While no commitments have yet been made for the team’s move to the already sports crowded complex, club executives have said that if both sides could come to terms, it would be the best solution.
While Major League Soccer has had a club in the New York area since 1996, the league had long wanted to establish a franchise in New York City itself, a potentially lucrative market ripe for a team of its own, executives say.
In 2011, the league considered building a 25,000-seat stadium on a 14.5-acre pier at the west end of Houston Street in Manhattan.
Officials said they would rebuild the dilapidated pier and allow youth soccer teams to use the facilities. But the project, which sits in Hudson River Park, ran into local opposition.
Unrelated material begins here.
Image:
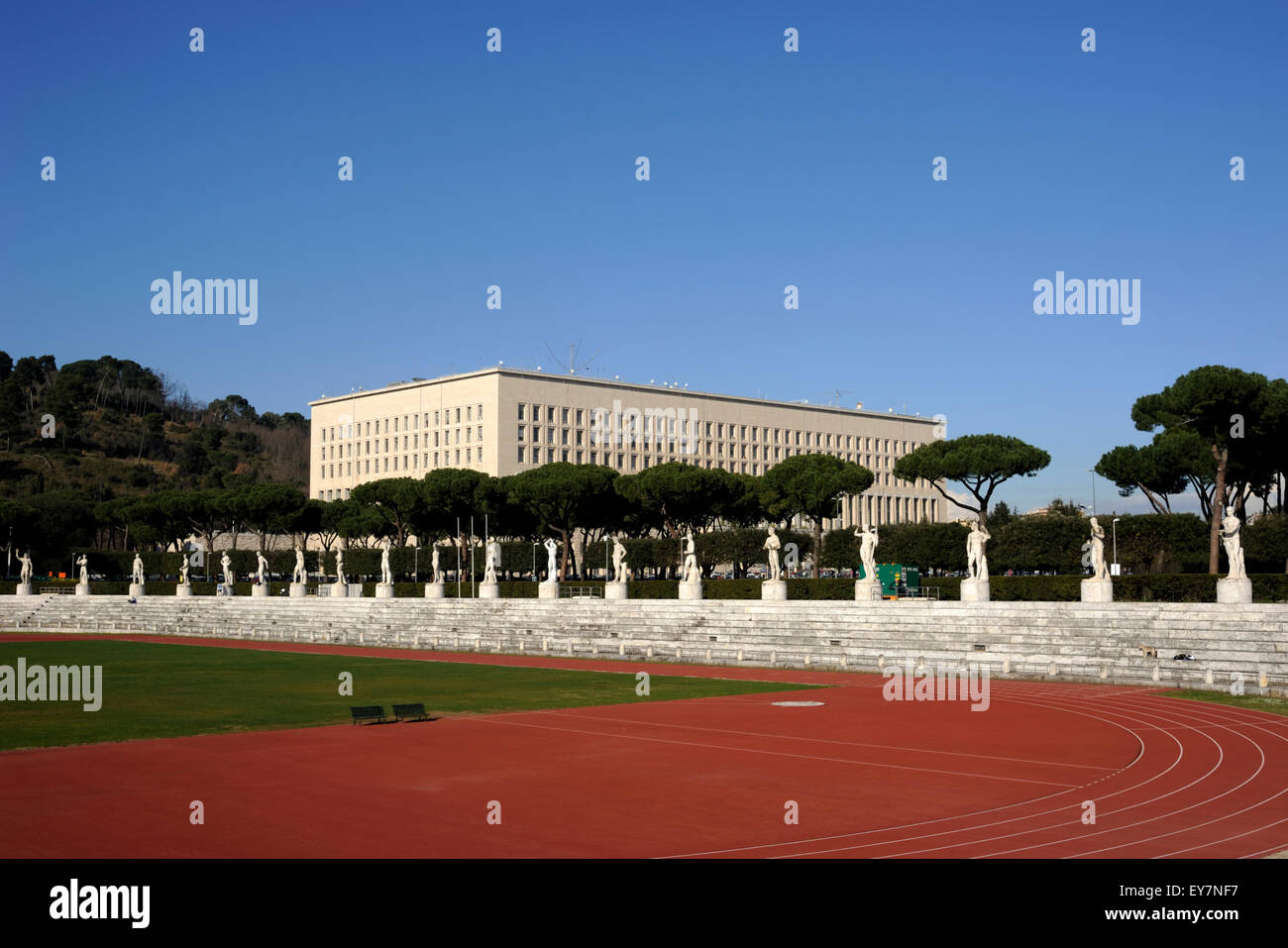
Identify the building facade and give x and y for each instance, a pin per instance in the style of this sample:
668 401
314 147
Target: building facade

Two years later, officials were in discussions with Mayor Bloomberg about building a soccer stadium on 10 acres in Flushing Meadows-Corona Park in Queens, where a professional tennis complex and a baseball stadium already occupied land.
Promises to spend $90 million to replace and upgrade youth soccer fields at Flushing Meadows did little to quell opposition there. That project was also hampered by the owners of the Mets, who demanded a prohibitively high rent for use of parking lots at CitiField.
Team officials then considered building a stadium at Aqueduct racetrack in Queens, but failed to garner enough political support to further that proposal.
So the soccer league and the club were off to the Bronx, just south of Yankee Stadium. They obtained an option to buy a factory, where they planned to build a stadium. The factory, in turn, would be moved to a new building.
But the option expired before the team could craft a deal with Mayor Bill de Blasio, Mr. Bloomberg’s successor. The latest spot is right back where the club started in 2011: Manhattan.
At first sight, the 23-acre Columbia University complex might not look like a suitable candidate.
The site’s sloping land, overlooking Spuyten Duyvil Creek, is already crammed with facilities for football, soccer, softball, field hockey and lacrosse. There are also a gymnasium, a tennis center, a boating center and athletic offices.
The plan, according to an executive briefed by the soccer club, would be to demolish the 17,000-seat Robert K. Kraft Field at Lawrence A. Wien Stadium and replace it with a 25,000-seat stadium that could be used by New York City F.C. and Columbia’s Lions. The new stadium could cost $400 million.
The franchise would also spend as much as $30 million to rehabilitate the surrounding fields for Columbia.
Although the complex sits in the quiet Inwood neighborhood, there are subway stops for the A line and the No. 1 train within a 10-minute walk. The Marble Hill Metro-North Railroad station is also 10 minutes away. Parking, however, could be tight.
The sharing arrangement with a college would not be unusual in M.L.S. The Houston Dynamo share their stadium with Texas Southern University’s football team, and the Portland Timbers do the same with Portland State. The San Jose Earthquakes played at Santa Clara University’s Buck Shaw Stadium from 2008 to 2014 before moving into their own soccer-specific stadium in San Jose this year.